Die Jahrzehnte des Eisernen Vorhangs haben Böhmen und Mähren als Kulturlandschaften weitgehend aus unserem Bewusstsein gedrängt. Das reiche historische Erbe - Prag einmal ausgenommen - versank im Dunkel hinter dem Eisernen Vorhang. Damit ist es seit der "samtenen Revolution" von 1989/90 zum Glück vorbei; doch noch immer werden die tschechischen Lande nicht in einem Atemzug mit vergleichbaren Gegenden Italiens oder Frankreichs genannt. Dabei hat sich seit dem Ende des kommunistischen Regimes unendlich viel getan. Alter Besitz wurde in erheblichem Umfang restituiert, darunter vor allem rund 200 Schlösser, Burgen und Herrenhäuser. In erfreulich vielen Fällen floss Kapital in die Restaurierung der Bauten. Was sich heute in Böhmen und Mähren präsentiert, ist eine gebaute Kulturgeschichte, die keinen Vergleich mit anderen Reiseländern zu scheuen braucht. Wilfried Rogasch stellt in seinem opulent bebilderten, großformatigen Buch 50 Schlösser und Landsitze aus der vier Jahrhunderte währenden Zeit der Habsburger-Herrschaft vor, gegliedert nach den kunsthistorischen Epochen von Renaissance bis Historismus. Dabei werden nicht nur die vielfach wie aus dem Märchen entsprungenen Silhouetten in postkartenschönen Ansichten vorgestellt, sondern auch die hochinteressanten Innenräume (die Abbildung zeigt die um 1820 errichtete Bibliothek des klassizistischen Schlosses Katschina bei Kutná Hora). Die Bautätigkeit blieb, folgt man dieser Übersicht, stets auf hohem Niveau; zu den Adelssitzen kamen die Gartenanlagen, die bei Rogasch gleichfalls ausführlich dargestellt werden.
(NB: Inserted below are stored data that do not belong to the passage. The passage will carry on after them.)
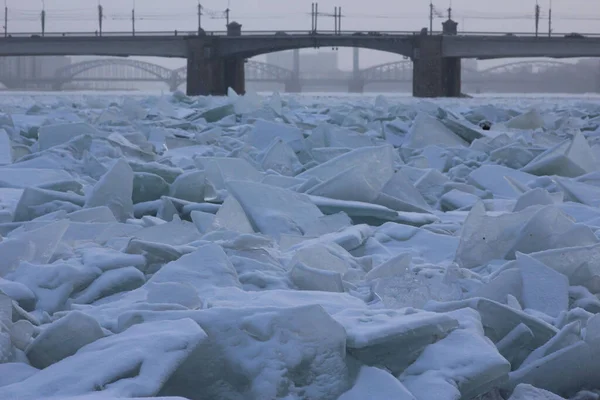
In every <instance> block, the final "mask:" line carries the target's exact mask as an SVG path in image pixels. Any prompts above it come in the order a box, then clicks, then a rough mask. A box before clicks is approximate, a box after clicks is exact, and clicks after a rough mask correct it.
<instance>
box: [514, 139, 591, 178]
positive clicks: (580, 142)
mask: <svg viewBox="0 0 600 400" xmlns="http://www.w3.org/2000/svg"><path fill="white" fill-rule="evenodd" d="M598 166H599V165H598V161H597V160H596V157H595V155H594V153H593V152H592V149H591V148H590V146H589V144H588V142H587V140H586V139H585V136H583V134H582V133H581V132H579V133H577V134H576V135H575V137H574V138H573V140H571V141H565V142H563V143H560V144H558V145H556V146H555V147H553V148H550V149H548V150H547V151H546V152H544V153H543V154H540V155H539V156H538V157H536V158H535V159H533V160H532V161H531V162H530V163H529V164H527V165H526V166H525V167H523V168H522V171H524V172H528V173H530V174H535V175H559V176H566V177H576V176H580V175H584V174H587V173H589V172H593V171H596V170H597V169H598Z"/></svg>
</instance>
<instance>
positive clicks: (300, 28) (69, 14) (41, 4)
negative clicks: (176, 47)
mask: <svg viewBox="0 0 600 400" xmlns="http://www.w3.org/2000/svg"><path fill="white" fill-rule="evenodd" d="M6 1H7V6H8V7H9V24H8V26H9V32H11V31H12V32H18V31H20V32H38V31H40V25H41V24H40V20H39V11H40V10H41V8H42V0H6ZM134 1H135V0H101V3H102V5H103V7H104V13H105V20H104V22H103V24H104V27H103V28H104V31H123V32H124V31H127V32H130V31H131V9H132V7H133V3H134ZM311 2H312V1H310V0H306V1H305V0H230V1H227V0H202V5H203V6H204V7H205V8H206V9H207V10H215V11H219V12H221V11H222V10H224V9H225V8H227V6H228V5H229V7H230V9H231V19H232V20H236V21H238V22H240V23H241V24H242V25H243V29H244V30H305V31H308V30H310V27H311V20H310V7H311ZM549 2H550V0H540V1H539V4H540V6H541V9H542V19H541V21H540V28H539V29H540V32H542V33H544V34H546V33H547V31H548V20H547V14H548V8H549ZM535 3H536V2H535V0H494V1H491V0H452V9H453V17H454V18H453V19H455V20H456V21H457V22H458V23H459V30H460V31H462V30H466V31H487V32H497V31H503V32H533V31H534V19H533V10H534V6H535ZM97 4H98V3H97V0H45V9H46V14H47V19H46V31H47V32H65V31H66V32H73V31H90V32H92V31H94V30H96V29H97V26H98V23H97V14H96V8H97ZM197 4H198V1H197V0H165V1H162V0H161V1H157V0H137V1H135V9H136V15H137V18H136V30H138V31H173V30H175V29H177V30H178V31H180V32H183V31H194V30H195V29H196V28H197V16H196V10H197ZM434 5H435V6H436V8H437V9H438V10H440V11H441V12H443V13H446V9H447V8H448V6H449V0H434ZM334 6H341V7H342V10H343V14H344V16H345V17H344V19H343V20H342V29H343V30H363V31H369V30H376V31H386V30H389V31H417V30H419V29H421V28H422V27H425V26H428V25H429V20H428V14H429V0H320V1H319V11H321V12H331V13H332V12H333V8H334ZM552 12H553V30H554V31H555V32H562V33H567V32H580V33H589V32H597V33H600V1H597V0H553V1H552ZM514 17H520V19H512V18H514ZM567 17H572V18H577V19H568V18H567ZM582 17H583V18H582ZM584 18H588V19H587V20H586V19H584ZM593 18H596V20H592V19H593ZM442 20H443V19H442V18H436V19H435V21H434V29H440V28H441V22H442ZM333 27H334V21H333V17H320V18H319V28H320V29H331V30H332V29H333ZM203 28H204V29H206V30H224V29H225V21H224V20H222V19H211V18H210V16H209V15H205V16H204V17H203ZM350 58H351V53H350V51H349V50H347V49H341V50H340V66H341V67H346V68H348V66H349V65H350ZM396 59H399V57H398V56H395V55H390V54H385V53H380V52H371V51H366V50H365V51H363V52H362V59H361V67H364V66H369V65H374V64H378V63H381V62H387V61H394V60H396ZM161 64H163V65H165V64H166V65H169V66H171V65H182V64H183V62H182V61H181V60H170V61H169V60H162V61H161Z"/></svg>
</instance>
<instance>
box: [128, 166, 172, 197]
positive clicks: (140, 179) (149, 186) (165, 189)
mask: <svg viewBox="0 0 600 400" xmlns="http://www.w3.org/2000/svg"><path fill="white" fill-rule="evenodd" d="M167 194H169V184H168V183H167V182H165V180H164V179H163V178H161V177H160V176H158V175H155V174H150V173H147V172H136V173H135V174H134V177H133V195H132V201H133V203H134V204H137V203H143V202H146V201H152V200H157V199H160V198H161V196H166V195H167Z"/></svg>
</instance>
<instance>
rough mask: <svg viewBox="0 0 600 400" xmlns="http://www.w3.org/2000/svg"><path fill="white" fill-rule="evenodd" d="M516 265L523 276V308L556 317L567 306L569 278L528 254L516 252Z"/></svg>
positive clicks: (567, 301) (522, 276) (568, 290)
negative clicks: (535, 310) (537, 311)
mask: <svg viewBox="0 0 600 400" xmlns="http://www.w3.org/2000/svg"><path fill="white" fill-rule="evenodd" d="M517 266H518V268H519V270H520V271H521V276H522V277H523V292H522V299H523V305H524V306H525V308H531V309H534V310H537V311H541V312H543V313H545V314H547V315H550V316H551V317H558V315H559V314H560V313H561V312H562V311H566V310H567V309H568V307H569V280H568V278H567V277H566V276H565V275H563V274H561V273H559V272H556V271H555V270H553V269H551V268H548V267H547V266H545V265H544V264H542V263H541V262H539V261H537V260H536V259H534V258H532V257H529V256H528V255H525V254H521V253H517Z"/></svg>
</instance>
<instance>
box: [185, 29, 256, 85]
mask: <svg viewBox="0 0 600 400" xmlns="http://www.w3.org/2000/svg"><path fill="white" fill-rule="evenodd" d="M227 34H228V35H230V36H239V35H240V34H241V25H240V24H238V23H237V22H232V23H231V24H229V25H228V27H227ZM217 45H218V42H216V41H210V42H209V41H205V40H203V39H199V40H194V39H190V40H189V45H188V57H187V91H186V92H187V95H188V96H206V95H214V96H225V95H227V89H229V88H232V89H233V90H235V91H236V93H238V94H244V93H245V92H246V84H245V80H246V79H245V78H246V77H245V73H244V63H245V61H244V58H242V57H226V58H223V57H218V56H217V54H218V51H217V50H218V49H216V48H215V46H217Z"/></svg>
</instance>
Nicht zuletzt weisen viele Bauten bis heute ihre originale Dekoration, ja teils sogar Möblierung auf, so dass sich ein kulturgeschichtliches Panorama von beeindruckender Vollständigkeit ergibt.

Mit dem vorliegenden Buch jedenfalls gibt es keine Entschuldigung mehr, Böhmen und Mähren bei der Planung kunstseliger Rundreisen auszusparen.